1. Het geding in eerste aanleg
Voor het geding in eerste aanleg verwijst het hof naar de inhoud van de vonnissen van 23 mei 2007 en 31 oktober 2007 die de rechtbank Arnhem, sector kanton, locatie Tiel, tussen appellante (hierna ook te noemen: Nuon) als eiseres en geïntimeerde (hierna ook te noemen: [geïntimeerde]) als gedaagde heeft gewezen. Van het vonnis van 31 oktober 2007 is een fotokopie aan dit arrest gehecht.
2. Het geding in hoger beroep
2.1 Nuon heeft bij exploot van 31 januari 2008 [geïntimeerde] aangezegd van het vonnis van 31 oktober 2007 in hoger beroep te komen, met dagvaarding van [geïntimeerde] voor dit hof.
2.2 Voornoemd exploot bevat tevens de memorie van grieven, waarin Nuon twee grieven tegen het bestreden vonnis heeft aangevoerd en toegelicht, bewijs heeft aangeboden en een productie in het geding heeft gebracht. Zij heeft gevorderd dat het hof, bij uitvoerbaar bij voorraad verklaard arrest, het bestreden vonnis zal vernietigen en, opnieuw recht doende, de vorderingen van Nuon alsnog zal toewijzen, met veroordeling van [geïntimeerde] in de kosten van beide instanties.
2.3 Bij memorie van antwoord heeft [geïntimeerde] de grieven bestreden en bewijs aangeboden.

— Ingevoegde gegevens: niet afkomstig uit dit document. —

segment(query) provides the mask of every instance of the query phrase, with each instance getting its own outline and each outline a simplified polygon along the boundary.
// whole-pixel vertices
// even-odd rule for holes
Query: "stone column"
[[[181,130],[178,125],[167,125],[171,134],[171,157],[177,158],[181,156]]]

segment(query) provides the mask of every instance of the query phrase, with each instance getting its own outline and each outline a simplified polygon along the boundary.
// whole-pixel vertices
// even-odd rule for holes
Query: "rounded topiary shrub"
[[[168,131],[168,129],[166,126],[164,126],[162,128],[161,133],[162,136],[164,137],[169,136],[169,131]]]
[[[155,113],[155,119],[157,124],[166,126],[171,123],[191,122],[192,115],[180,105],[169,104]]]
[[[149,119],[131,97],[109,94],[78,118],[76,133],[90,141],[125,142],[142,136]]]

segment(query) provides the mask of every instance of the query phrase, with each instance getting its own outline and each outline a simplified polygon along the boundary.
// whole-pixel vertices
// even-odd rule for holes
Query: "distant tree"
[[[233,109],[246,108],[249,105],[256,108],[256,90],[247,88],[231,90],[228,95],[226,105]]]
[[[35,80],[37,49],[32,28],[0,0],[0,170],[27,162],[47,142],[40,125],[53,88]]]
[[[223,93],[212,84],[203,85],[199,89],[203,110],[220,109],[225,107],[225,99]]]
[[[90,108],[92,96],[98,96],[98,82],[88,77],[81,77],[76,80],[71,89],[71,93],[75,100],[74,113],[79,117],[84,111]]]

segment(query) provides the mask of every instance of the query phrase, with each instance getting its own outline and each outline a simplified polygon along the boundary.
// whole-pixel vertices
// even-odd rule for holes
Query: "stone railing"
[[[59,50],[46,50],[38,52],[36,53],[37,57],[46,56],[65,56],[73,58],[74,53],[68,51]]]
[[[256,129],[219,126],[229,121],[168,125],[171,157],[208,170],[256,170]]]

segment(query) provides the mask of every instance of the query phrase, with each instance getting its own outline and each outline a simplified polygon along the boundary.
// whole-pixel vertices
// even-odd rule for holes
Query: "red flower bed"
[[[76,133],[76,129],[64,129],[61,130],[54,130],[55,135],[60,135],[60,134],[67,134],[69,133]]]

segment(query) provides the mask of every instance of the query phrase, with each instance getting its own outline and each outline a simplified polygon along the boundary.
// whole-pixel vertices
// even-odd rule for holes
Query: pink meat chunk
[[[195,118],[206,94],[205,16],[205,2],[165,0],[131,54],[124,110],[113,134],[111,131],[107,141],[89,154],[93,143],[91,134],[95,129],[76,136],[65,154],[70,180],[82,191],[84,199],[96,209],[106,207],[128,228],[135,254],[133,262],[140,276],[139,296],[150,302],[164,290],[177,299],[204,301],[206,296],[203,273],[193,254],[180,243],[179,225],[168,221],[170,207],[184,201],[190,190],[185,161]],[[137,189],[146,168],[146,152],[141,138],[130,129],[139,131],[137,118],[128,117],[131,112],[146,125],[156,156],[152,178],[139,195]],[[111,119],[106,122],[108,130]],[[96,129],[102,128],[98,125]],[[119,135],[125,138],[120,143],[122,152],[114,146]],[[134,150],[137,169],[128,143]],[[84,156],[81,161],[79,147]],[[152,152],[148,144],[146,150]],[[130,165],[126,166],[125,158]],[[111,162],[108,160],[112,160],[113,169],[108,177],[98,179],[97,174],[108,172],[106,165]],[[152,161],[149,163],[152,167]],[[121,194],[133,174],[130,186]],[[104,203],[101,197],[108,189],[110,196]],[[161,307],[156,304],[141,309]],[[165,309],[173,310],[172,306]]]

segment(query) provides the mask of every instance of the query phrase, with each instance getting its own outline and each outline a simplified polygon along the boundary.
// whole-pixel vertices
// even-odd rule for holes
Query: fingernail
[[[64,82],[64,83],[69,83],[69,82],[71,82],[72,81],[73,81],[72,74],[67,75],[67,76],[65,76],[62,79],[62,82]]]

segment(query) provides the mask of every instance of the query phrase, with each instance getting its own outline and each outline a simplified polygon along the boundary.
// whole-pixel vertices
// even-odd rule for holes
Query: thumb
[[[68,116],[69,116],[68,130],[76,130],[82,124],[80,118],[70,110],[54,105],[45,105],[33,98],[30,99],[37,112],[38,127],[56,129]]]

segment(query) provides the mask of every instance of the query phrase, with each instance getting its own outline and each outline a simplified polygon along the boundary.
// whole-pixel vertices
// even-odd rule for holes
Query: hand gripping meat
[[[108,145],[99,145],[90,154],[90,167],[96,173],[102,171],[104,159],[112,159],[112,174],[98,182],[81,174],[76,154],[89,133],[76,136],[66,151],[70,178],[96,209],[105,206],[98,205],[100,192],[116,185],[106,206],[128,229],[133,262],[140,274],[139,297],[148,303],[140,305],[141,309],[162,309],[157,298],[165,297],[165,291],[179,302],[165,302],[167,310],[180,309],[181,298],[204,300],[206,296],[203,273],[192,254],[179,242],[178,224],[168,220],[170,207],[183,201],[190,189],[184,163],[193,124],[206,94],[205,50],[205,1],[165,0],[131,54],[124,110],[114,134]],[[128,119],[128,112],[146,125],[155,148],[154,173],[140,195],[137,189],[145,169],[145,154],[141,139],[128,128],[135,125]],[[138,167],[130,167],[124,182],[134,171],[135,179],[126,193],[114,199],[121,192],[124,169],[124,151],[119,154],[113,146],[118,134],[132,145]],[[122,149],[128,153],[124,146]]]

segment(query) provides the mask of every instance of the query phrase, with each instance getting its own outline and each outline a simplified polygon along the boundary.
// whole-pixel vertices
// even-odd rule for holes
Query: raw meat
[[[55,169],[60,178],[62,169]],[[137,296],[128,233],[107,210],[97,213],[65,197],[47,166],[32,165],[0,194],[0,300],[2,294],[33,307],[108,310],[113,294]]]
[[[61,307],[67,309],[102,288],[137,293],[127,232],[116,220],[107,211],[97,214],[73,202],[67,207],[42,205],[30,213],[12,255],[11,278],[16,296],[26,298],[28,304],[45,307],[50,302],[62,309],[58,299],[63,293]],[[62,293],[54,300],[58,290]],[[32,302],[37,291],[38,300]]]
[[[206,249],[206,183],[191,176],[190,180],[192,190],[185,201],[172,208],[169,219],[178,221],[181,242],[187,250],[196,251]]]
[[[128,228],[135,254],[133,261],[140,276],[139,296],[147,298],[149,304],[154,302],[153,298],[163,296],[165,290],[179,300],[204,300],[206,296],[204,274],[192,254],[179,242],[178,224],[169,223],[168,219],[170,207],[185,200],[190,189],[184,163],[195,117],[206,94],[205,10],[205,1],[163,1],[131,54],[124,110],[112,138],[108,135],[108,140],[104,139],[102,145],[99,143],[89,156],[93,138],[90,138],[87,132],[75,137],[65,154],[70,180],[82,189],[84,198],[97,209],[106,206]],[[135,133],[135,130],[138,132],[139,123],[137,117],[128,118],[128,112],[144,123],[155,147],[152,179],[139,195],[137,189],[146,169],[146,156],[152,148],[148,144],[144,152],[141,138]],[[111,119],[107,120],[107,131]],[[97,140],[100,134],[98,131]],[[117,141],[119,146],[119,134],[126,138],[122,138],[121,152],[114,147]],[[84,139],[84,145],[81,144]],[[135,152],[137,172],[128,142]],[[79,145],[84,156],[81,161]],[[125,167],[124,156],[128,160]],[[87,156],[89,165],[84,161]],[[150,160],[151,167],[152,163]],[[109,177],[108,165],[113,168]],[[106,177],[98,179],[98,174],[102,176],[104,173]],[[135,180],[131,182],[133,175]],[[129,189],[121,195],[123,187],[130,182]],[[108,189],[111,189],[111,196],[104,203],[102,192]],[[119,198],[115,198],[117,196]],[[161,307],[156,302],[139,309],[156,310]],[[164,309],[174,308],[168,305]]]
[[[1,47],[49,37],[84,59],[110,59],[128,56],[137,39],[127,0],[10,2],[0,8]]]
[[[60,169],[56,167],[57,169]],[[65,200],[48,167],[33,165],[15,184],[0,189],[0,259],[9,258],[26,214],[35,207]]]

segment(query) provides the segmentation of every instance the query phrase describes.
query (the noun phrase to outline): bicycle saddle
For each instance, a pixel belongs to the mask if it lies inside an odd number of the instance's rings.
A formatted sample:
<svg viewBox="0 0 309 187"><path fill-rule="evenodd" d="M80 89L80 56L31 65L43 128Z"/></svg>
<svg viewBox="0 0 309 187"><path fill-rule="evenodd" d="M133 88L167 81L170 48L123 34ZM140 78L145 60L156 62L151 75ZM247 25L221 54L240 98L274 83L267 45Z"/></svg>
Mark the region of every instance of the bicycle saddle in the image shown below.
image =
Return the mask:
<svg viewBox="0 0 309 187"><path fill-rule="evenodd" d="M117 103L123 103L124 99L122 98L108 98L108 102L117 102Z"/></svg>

Zij heeft geconcludeerd dat het hof, voor zover mogelijk bij uitvoerbaar bij voorraad verklaard arrest, Nuon niet-ontvankelijk zal verklaren in het door haar ingestelde hoger beroep, dan wel het bestreden vonnis, zonodig met verbetering en/of aanvulling van gronden, zal bevestigen, met veroordeling van Nuon in de kosten van het hoger beroep.

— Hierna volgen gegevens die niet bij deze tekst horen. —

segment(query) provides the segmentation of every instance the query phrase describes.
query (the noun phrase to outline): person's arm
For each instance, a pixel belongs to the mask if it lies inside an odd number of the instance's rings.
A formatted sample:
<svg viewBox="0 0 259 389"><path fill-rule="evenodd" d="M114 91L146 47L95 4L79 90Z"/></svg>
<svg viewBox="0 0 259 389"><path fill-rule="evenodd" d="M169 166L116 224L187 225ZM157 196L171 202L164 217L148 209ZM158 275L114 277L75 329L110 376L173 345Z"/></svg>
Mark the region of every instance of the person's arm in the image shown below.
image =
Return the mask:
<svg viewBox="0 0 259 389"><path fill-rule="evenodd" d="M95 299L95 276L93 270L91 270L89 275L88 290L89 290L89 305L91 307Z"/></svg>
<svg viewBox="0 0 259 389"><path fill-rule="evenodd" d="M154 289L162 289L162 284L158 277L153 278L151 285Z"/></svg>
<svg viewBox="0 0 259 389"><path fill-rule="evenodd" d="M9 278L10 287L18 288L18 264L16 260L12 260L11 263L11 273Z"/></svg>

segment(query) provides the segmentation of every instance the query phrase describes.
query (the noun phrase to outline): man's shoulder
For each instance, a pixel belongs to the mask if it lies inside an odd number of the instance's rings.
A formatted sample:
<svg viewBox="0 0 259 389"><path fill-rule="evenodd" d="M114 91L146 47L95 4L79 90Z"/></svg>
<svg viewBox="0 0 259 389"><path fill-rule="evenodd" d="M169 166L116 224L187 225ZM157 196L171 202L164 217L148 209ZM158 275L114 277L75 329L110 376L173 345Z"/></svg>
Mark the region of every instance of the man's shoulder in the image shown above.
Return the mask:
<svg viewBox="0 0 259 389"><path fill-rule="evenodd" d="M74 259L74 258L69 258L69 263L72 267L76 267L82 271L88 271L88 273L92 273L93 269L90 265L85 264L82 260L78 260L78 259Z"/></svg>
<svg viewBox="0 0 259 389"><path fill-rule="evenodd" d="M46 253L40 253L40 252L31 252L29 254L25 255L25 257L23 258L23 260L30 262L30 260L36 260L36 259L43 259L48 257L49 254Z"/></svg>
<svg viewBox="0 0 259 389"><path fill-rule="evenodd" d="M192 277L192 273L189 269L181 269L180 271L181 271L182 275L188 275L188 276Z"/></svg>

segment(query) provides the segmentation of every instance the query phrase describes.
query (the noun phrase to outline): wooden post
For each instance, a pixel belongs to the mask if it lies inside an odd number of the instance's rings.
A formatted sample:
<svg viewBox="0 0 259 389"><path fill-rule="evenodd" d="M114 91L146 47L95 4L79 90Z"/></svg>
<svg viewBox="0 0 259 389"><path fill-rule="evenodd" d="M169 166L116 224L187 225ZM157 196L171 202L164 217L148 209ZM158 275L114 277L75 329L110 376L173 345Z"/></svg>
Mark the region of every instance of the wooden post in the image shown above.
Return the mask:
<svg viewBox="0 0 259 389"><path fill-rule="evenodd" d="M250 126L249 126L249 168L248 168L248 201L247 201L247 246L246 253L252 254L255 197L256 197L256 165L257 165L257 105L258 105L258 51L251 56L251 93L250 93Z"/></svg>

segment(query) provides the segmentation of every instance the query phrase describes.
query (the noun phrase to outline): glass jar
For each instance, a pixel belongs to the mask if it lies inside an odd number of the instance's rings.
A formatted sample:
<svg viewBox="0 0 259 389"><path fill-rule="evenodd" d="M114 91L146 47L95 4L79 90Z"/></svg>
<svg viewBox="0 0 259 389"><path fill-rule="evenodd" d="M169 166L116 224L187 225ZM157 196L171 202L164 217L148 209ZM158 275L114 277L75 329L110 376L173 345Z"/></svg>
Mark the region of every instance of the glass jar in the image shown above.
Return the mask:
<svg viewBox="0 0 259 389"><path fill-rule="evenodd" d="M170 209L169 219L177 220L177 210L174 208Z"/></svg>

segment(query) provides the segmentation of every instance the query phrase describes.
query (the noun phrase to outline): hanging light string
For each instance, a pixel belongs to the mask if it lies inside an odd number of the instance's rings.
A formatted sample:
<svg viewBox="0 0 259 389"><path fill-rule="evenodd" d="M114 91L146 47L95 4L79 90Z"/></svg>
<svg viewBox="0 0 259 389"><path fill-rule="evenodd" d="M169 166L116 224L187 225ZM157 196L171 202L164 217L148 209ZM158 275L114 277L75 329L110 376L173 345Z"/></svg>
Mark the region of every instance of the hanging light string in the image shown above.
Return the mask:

2.4 Nuon heeft bij akte tien producties in het geding gebracht en zich daarover uitgelaten. [Geïntimeerde] heeft bij antwoordakte met productie daarop gereageerd.
2.5 Vervolgens hebben partijen de stukken voor het wijzen van arrest aan het hof overgelegd.
3. De vaststaande feiten
3.1 Tussen partijen staan in hoger beroep als enerzijds gesteld en anderzijds erkend dan wel niet of onvoldoende weersproken en op grond van de in zoverre niet bestreden inhoud van overgelegde producties, de navolgende feiten vast.
3.2 [Geïntimeerde] is gespecialiseerd in het leggen van (buizen voor) kabels en leidingen. [Geïntimeerde] heeft als onderaannemer in opdracht van aannemersbedrijf [X] B.V. te [plaats] (hierna te noemen: [het aannemersbedrijf]) op 20 september 2004 grondwerkzaamheden uitgevoerd op een locatie in de nabijheid van de [weg], te [plaats], gemeente [plaats]. Deze door [het aannemersbedrijf] aan [geïntimeerde] opgedragen werkzaamheden bestonden uit het uitvoeren van een zogeheten raketboring ten behoeve van het persen van een stalen mantelbuis onder de [weg] door.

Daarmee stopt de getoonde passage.